The Museum in Docklands has made a fair job at setting Jack within his historical context. When Jack began his spree in August 1888, Jekyll and Hyde was on stage, Sherlock Holmes had made his fiction debut and the East End was a mysterious place of grinding poverty and alcoholism, peopled by suspicious foreigners and “unfortunates” (prostitutes) — a scandal to would-be reformers, pruriently intriguing to others.

Newspapers glutted the appalled and fascinated public as the “Whitechapel Murders” mounted, the injuries inflicted ever more extreme. Public pressure found the police wanting and, according to George Bernard Shaw, eventually forced the government to clean up the East End.

This show tempers press and police material with videos of contemporary talking heads discussing prostitution, poverty and the mentality of a murderer. It also puts objects such as mangles and carts alongside butchers’ knives and surgeons’ kits, ostensibly for balance, but actually to make up for the lack of large artefacts directly connected to the Ripper. In the end we’re left with the letters, pictures and theories, and our own prurient interest in the first serial killer.
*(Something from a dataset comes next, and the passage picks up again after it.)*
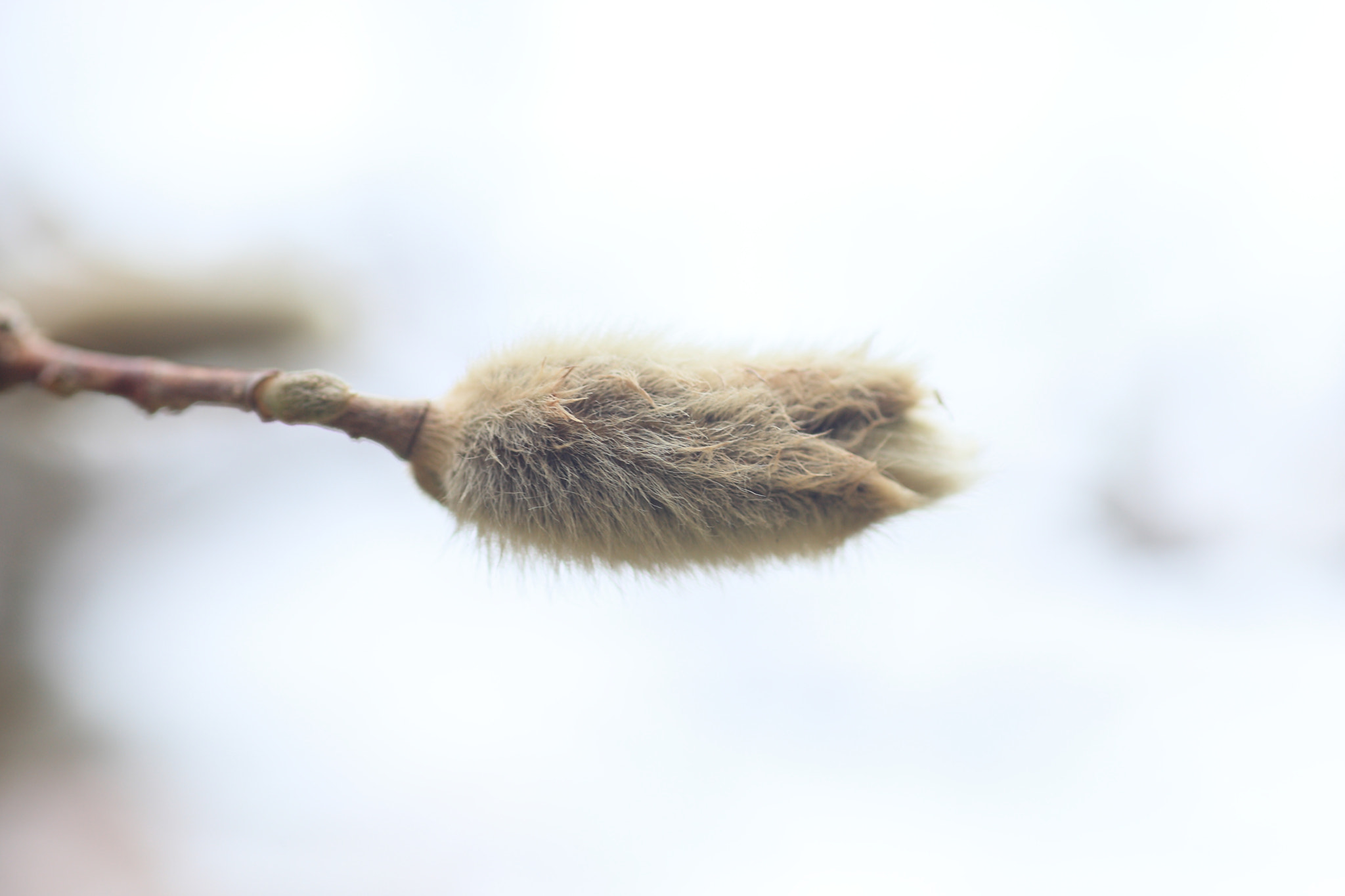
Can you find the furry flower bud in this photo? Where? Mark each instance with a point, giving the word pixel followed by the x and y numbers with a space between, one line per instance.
pixel 631 453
I confess to a guilty thrill at finally seeing the infamous “Dear Boss” letter in which the name “Jack the Ripper” was first signed in red ink. I doubt that many people will be put off entering the separate gallery devoted to photos of Jack’s assumed victims by a warning about their horrific nature (really only warranted by the pioneering crime-scene photo of the horrifically butchered Mary Jane Kelly).

Does this, though, make us any less morally suspect than the tourists on “Ripper tours” whom this exhibition affects to disdain?

Until 2 November. Daily 10am-6pm. Admission £8, concs available. Information: 0844 980 2151; www.museumindocklands. org.uk.